National Farmers Union President Rob Larew: “The last four years haven’t been too kind to family farmers and ranchers. Overproduction, rampant corporate consolidation, trade disputes, and climate change have kept commodity prices stubbornly low, causing farm debt to balloon and farm bankruptcies to proliferate. … (Biden) has promised to rejoin the Paris Climate Agreement as well as provide farmers and ranchers the tools they need to implement climate-smart practices. … Additionally, Biden has outlined his commitment to revitalize rural economies, enforce antitrust regulation, strengthen the Affordable Care Act, alleviate racial inequities in agriculture, expand rural broadband, and promote homegrown biofuels.”
 
Corporate sustainability targets eye farmers
 
There is growing evidence that farmers and ranchers are going to be asked to address some of the nation’s biggest environmental challenges, including climate change. The question is what farmers will have to do – if and how they’ll be compensated.
 
We kick off a five-part series today at Agri-Pulse.com to provide some answers to those questions, starting with an in-depth look at the sweeping pledges that multinational giants have been making to reduce the greenhouse gas emissions in their supply chain.
 
Nearly all the commitments are designed to meet the goals of the Paris accord, and some corporations are even going beyond that.
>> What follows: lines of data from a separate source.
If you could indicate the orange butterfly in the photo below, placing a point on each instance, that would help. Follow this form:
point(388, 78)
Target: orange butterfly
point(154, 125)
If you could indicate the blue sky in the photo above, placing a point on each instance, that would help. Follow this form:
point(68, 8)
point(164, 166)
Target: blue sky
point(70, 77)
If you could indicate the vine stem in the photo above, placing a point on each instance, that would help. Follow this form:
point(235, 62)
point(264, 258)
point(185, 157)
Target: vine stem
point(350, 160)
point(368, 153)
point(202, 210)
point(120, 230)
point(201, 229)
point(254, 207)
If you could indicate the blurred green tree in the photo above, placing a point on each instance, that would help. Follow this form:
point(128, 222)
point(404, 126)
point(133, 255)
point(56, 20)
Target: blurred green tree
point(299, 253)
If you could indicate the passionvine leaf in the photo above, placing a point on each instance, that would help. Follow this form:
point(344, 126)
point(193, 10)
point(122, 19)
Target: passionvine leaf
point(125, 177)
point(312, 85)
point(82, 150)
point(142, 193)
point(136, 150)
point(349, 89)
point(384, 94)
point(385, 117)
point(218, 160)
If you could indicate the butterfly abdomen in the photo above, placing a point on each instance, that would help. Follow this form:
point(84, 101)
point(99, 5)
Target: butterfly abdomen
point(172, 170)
Corporations also are gearing up to lobby on farm bill programs.
 
In this series, we’ll also look at the critical challenge of measuring and verifying environmental improvements; the possibility of compensation for farmers; the role technology may play in addressing environmental challenges; and what U.S. farmers’ foreign competitors may or may not have to do.
 
By the way: In an essay for the journal Foreign Policy, former Obama adviser Jason Bordoff argues there are a number of steps the Biden administration could take to address climate change without action by Congress, including rewarding farmers for carbon sequestration and imposing new regulations on power plants and methane emissions.
 
He doesn’t say how USDA would compensate farmers, but recent changes to conservation programs could direct more spending to conservation practices. The president-elect’s environmental plan calls for using the Conservation Stewardship Program as a way of paying farmers directly, using funding from corporations that need to offset their own emissions.
 
He said it:
 
“What used to be a fabulous experience going into a supermarket has become a scary experience.” — Phil Lempert, a consumer marketing analyst, discussing 2020 shopping trends at the California Dairy Sustainability Summit.
 


Steve Davies, Bill Tomson and Ben Nuelle contributed to this report.